Logo, se já foram executados os bens da sociedade devedora, a sociedade
enquanto sócia já não mais possuirá bens, reduzindo assim as chances do credor
de satisfação do seu crédito e comprometendo a sua garantia de recebimento.
4. Conclusão.
Definidos estes contornos, o entendimento de que a sociedade limitada não
poderá adquirir suas próprias cotas sociais parece ser o mais adequado, razão
pela qual, inclusive, o Departamento Nacional de Registro de Comércio – DNRC
por meio da Instrução Normativa n.98, item 3.2.10.1 se manifestou pela
impossibilidade da sociedade limitada adquirir suas próprias cotas, consagrando
o posicionamento de Sérgio Campinho.
1 CORRÊA-LIMA, Osmar Brina. Sociedade Limitada.

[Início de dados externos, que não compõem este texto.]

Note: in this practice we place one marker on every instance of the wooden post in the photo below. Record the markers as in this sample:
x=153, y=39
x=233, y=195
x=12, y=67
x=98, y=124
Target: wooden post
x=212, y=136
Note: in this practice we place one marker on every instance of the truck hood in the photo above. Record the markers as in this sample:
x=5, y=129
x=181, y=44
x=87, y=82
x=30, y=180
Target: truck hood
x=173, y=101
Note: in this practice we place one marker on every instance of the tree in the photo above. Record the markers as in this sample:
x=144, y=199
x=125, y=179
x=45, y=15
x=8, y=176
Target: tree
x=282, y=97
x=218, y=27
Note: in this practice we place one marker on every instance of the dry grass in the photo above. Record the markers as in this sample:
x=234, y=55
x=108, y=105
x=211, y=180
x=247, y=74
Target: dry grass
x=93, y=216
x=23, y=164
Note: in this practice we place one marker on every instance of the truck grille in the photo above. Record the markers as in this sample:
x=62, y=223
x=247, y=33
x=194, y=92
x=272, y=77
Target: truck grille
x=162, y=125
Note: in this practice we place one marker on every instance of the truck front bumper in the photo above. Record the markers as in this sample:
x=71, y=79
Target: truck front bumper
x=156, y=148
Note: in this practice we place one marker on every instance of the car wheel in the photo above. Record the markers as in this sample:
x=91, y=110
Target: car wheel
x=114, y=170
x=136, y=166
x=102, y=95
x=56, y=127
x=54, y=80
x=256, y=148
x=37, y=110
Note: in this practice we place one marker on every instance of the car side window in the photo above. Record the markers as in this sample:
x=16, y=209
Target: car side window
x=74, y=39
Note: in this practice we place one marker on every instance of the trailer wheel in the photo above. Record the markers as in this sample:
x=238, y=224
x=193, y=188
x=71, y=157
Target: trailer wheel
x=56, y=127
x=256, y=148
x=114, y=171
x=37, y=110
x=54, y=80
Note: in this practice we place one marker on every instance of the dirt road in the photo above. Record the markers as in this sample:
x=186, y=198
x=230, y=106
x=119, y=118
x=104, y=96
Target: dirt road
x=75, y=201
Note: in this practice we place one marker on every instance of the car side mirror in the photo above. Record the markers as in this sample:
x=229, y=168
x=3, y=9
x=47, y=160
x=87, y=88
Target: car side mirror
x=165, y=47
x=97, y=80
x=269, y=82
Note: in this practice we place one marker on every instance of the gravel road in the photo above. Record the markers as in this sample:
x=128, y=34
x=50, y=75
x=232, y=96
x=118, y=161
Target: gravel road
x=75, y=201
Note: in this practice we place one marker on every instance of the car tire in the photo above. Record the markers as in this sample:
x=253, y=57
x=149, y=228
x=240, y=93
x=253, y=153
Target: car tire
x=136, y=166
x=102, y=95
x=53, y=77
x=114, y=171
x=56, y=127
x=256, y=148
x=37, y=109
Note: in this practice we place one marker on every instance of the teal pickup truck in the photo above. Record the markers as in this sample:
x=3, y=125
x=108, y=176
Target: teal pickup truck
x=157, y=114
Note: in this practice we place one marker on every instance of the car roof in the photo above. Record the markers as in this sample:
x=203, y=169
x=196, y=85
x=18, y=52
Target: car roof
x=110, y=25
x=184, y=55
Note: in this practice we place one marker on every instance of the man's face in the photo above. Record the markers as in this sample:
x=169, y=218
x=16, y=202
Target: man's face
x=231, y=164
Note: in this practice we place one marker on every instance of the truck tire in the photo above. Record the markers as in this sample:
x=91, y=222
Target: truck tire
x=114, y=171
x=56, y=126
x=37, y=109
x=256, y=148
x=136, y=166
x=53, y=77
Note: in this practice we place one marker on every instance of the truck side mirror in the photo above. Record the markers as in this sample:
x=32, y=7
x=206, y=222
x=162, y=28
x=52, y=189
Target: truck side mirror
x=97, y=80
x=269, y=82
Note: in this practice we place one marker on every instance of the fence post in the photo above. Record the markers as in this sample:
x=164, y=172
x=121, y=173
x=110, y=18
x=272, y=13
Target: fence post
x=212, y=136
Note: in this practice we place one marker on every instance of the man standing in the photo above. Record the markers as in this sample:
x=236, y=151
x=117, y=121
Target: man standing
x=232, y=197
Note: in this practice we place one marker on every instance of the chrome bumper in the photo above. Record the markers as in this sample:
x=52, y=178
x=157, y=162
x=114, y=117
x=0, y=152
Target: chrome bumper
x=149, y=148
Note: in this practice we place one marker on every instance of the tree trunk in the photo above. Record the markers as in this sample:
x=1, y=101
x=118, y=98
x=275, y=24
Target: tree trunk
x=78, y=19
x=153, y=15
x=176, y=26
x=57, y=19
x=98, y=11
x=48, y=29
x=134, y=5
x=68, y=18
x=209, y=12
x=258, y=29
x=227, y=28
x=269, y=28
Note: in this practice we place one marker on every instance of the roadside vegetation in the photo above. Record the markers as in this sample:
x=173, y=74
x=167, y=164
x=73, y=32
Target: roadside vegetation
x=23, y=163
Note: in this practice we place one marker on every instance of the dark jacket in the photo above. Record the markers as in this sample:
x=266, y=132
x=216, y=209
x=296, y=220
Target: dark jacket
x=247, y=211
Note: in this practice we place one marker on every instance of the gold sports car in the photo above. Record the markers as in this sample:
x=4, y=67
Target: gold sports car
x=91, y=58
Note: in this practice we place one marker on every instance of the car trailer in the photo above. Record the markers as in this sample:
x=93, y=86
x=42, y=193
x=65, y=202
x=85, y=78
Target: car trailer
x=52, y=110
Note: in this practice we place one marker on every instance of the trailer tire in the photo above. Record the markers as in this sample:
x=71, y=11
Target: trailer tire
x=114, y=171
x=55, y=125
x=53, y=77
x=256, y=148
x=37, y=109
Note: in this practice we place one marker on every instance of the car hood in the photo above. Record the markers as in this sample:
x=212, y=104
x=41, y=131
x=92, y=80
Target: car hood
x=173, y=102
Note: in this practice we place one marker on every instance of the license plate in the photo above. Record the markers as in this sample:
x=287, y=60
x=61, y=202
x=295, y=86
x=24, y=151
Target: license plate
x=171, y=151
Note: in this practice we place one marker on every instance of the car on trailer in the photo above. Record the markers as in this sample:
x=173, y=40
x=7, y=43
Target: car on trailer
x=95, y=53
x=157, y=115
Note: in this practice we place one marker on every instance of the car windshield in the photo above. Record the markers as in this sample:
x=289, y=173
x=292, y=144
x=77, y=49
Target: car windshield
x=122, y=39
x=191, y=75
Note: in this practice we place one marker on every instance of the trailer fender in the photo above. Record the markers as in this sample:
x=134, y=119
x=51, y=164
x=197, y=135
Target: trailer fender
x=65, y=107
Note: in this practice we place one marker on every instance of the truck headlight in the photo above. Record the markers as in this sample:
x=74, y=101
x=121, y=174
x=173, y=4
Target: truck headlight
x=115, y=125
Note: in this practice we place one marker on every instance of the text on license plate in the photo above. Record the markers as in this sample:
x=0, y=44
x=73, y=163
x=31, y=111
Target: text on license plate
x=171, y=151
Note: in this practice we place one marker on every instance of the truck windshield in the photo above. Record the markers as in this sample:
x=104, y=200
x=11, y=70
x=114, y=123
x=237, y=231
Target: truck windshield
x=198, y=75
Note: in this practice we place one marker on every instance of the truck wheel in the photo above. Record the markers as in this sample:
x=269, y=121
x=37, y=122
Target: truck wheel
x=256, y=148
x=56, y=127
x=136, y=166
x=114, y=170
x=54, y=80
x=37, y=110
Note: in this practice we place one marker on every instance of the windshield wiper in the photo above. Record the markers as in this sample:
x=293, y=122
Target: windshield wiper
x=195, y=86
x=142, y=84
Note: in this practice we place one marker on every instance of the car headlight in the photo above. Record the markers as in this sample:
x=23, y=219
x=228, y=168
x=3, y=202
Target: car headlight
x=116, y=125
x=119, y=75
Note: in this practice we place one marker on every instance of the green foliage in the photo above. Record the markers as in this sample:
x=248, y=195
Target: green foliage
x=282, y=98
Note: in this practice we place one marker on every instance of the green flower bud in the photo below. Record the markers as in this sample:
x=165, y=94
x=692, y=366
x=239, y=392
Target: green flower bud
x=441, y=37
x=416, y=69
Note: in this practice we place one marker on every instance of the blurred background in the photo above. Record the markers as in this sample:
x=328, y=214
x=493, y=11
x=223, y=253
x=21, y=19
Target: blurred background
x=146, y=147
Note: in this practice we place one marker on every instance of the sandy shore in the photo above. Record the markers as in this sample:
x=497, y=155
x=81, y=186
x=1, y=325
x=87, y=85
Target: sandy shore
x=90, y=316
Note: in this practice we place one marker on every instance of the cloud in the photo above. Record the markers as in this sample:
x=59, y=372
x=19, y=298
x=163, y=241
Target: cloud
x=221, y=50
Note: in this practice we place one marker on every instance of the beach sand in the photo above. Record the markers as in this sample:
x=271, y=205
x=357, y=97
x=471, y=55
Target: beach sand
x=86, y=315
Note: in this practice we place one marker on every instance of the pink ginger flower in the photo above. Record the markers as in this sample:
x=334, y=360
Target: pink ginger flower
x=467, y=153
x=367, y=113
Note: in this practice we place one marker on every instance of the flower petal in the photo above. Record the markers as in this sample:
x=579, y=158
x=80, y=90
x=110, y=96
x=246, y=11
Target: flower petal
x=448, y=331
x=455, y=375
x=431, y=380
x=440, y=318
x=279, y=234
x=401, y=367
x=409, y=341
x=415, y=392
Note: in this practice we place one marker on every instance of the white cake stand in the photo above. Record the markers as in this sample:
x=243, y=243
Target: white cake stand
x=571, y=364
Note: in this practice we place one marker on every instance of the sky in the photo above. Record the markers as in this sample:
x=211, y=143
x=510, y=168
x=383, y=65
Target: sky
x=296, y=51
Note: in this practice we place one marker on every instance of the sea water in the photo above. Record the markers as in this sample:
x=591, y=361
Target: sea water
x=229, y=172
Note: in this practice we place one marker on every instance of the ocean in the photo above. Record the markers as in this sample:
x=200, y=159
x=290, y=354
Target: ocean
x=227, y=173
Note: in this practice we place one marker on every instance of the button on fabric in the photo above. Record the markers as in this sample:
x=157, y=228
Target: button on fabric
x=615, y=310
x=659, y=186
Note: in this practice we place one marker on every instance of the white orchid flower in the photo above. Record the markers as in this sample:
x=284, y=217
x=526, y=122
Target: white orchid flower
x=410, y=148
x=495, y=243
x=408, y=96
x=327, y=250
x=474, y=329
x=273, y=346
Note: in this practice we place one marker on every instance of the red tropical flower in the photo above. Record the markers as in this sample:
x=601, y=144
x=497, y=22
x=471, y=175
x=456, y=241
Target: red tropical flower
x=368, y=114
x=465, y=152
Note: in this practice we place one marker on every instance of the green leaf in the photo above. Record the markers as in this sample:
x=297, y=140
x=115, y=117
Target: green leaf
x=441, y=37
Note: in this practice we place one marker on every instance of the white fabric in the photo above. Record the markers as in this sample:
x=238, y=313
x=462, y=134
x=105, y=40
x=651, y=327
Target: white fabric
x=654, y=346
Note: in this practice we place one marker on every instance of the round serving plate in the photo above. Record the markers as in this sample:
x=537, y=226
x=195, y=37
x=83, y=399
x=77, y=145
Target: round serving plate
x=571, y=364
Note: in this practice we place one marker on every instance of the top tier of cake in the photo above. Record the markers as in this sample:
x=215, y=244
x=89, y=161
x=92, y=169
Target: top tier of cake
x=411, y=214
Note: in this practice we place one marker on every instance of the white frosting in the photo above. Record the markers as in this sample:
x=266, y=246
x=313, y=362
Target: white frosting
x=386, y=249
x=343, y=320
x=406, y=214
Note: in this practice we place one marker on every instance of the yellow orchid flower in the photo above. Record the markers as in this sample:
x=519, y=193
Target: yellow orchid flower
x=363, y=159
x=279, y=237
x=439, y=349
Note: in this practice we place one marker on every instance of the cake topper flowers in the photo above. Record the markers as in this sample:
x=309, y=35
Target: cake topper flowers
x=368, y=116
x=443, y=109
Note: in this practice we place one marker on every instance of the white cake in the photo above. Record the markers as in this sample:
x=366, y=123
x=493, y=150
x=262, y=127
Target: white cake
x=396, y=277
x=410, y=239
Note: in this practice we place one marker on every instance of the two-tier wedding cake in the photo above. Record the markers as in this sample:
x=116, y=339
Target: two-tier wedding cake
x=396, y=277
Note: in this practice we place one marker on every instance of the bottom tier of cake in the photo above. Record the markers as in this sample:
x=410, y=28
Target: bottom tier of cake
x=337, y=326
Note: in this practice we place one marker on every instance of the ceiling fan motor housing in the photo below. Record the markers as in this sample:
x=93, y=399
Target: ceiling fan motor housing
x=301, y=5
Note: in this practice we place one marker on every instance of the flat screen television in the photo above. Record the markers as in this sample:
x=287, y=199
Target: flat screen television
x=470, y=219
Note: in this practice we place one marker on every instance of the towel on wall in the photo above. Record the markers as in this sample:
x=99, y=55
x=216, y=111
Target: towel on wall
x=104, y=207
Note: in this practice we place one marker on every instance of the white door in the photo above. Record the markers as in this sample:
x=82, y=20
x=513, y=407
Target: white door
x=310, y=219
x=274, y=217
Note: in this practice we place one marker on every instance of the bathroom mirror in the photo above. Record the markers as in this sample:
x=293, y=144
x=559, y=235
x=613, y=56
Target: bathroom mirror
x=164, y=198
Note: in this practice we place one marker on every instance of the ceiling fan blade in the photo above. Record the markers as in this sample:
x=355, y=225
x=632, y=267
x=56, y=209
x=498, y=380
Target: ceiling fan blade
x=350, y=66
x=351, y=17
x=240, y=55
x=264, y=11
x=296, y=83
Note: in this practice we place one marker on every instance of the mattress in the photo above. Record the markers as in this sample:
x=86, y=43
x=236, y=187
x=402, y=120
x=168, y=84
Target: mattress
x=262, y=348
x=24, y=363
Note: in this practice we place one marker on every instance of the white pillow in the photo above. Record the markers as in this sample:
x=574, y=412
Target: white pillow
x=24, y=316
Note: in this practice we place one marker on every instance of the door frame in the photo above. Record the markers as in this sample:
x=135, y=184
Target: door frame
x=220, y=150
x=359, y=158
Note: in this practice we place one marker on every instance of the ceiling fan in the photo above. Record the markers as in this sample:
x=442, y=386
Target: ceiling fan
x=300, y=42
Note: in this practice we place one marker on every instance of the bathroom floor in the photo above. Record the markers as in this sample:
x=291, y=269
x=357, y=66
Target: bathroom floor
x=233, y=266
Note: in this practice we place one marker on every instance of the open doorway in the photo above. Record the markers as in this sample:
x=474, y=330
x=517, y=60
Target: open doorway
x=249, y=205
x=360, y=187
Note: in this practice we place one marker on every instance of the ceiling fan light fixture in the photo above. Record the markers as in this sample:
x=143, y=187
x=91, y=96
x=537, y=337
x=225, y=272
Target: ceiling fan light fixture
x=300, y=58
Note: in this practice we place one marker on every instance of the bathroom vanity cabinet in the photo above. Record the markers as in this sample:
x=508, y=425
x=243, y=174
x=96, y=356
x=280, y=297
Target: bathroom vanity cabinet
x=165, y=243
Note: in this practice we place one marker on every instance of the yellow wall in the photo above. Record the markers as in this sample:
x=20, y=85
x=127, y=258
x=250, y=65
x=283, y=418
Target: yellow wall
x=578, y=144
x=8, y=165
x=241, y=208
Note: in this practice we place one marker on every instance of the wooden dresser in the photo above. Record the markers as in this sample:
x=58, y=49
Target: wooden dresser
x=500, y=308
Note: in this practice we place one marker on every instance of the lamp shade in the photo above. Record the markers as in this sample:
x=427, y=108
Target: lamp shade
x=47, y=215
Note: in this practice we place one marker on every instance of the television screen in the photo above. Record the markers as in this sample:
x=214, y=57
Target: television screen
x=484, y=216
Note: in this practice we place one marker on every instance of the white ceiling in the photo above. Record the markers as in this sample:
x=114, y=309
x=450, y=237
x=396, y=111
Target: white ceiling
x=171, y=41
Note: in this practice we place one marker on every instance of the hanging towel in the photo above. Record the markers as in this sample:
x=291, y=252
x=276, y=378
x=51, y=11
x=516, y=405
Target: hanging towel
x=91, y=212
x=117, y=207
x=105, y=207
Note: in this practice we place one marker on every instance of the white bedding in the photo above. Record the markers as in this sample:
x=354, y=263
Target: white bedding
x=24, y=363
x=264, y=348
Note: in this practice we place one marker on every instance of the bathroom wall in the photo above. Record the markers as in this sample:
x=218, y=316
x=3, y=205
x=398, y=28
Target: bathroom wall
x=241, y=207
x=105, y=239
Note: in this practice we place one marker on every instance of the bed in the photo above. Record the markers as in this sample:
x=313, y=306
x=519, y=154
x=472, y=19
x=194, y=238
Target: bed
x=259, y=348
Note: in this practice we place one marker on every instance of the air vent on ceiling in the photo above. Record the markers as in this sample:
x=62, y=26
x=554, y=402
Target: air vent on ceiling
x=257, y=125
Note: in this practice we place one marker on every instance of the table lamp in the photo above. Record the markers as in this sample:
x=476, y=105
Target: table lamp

Editora Forense. 1ª ed. 2006. pg. 36.
2 BORBA, José Edwaldo Tavares. Direito Societário.
Editora Renovar, 9ª ed.2004, p. 119.
3 DINIZ, Maria Helena. Curso de Direito Civil
Brasileiro. 8ºed. Direito de Empresa. Editora Saraiva 2008, p. 339.
4 VERÇOSA. Haroldo Malheiros Duclerc. Curso de
Direito Comercial 2. Malheiros Editores. 2006, p. 416.
5 CAMPINHO, Sérgio. O direito de Empresa à luz do
Novo Código Civil. Editora Ronovar, 5ª ed. 2005, p. 166.